Viele Produkte leiden heute unter der Transparenz, die das Internet fördert. Wenn ich möchte, kann ich problemlos die Umstände, unter denen ein Produkt hergestellt wurde, nachvollziehen und offenlegen. Das es hier oft Dinge zu sehen gibt, die mit den hübschen Bilderwelten aus den Fotostudios auf brutalste Weise kollidieren, ahnen die meisten bereits. Aus dieser Transparenz heraus entsteht künftig eine ernsthafte Verpflichtung bis ins Innerste zu zeigen, dass das Produkt wahrhaftig und werthaltig ist. Das ist die größte Herausforderung der Luxusbranche.
Wie halten Marken ihren Luxusstatus?
Das Wertvolle führt, es folgt nicht. Wer sich an diese einfache Formel hält, der verpflichtet sich nicht nur dazu permanent neue Rekorde anzustreben. Er hat kein Problem damit offen zu zeigen, dass seine Produkte auf eine glaubhafte Art und Weise mit Wert aufgeladen wurden. Ihre Frage ist auch insofern interessant, als dass sie unsere Denkweise klar zeigt.
Werfen wir einen Blick auf die Alchemie. Diese Wissenschaft hat in der Geschichte eigentlich nie Erfolg gehabt – außer zwischen 1960 und 2010. In dieser Zeit hat man mittelmäßige Produkte durch Kommunikation wertvoller gemacht hat. Etwa Computer und andere technische Geräte erlebten einen Hype, der sie sozusagen vergoldete. Das Aufsehen verlieh ihnen einen Glanz , einen scheinbaren Wert, den sie nicht innehatten. Dieser Versuch ist in meinen Augen reine Alchemie. Denn es ist durch Marken, Kommunikation und gezielte Inszenierung gelungen, in Menschen eine Wertwahrnehmung zu erzeugen, von der im Produkt selbst oft nichts vorhanden ist.
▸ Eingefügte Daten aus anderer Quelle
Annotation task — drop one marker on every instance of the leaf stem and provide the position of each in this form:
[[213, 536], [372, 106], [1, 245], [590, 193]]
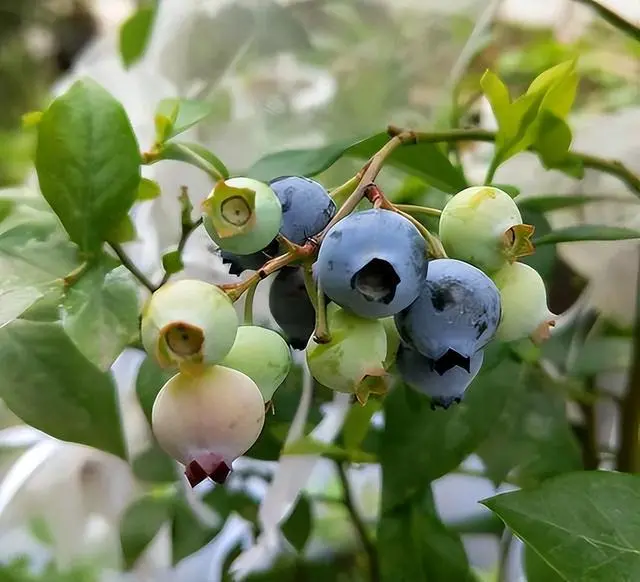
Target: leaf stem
[[415, 209], [629, 453], [126, 261], [612, 167], [613, 18], [248, 303], [367, 543]]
Luxus spricht nicht über sich selbst
Hat unsere moderne Kommunikation Luxus also verändert?
Luxus tut heute etwas, was vor vierzig Jahren noch absolut tabu war: Luxus spricht über sich selbst. Luxus hat früher nie über sich selbst erzählt, wie großartig er ist. Luxus ließ über sich sprechen – ein wesentlicher Unterschied. Aber der Druck der Konzerne, die zum Luxussegment zählen, ist inzwischen dermaßen hoch, dass man begonnen hat, Luxusprodukte durch massiven Werbedruck in die Märkte zu pressen. Vor einiger Zeit noch unvorstellbar.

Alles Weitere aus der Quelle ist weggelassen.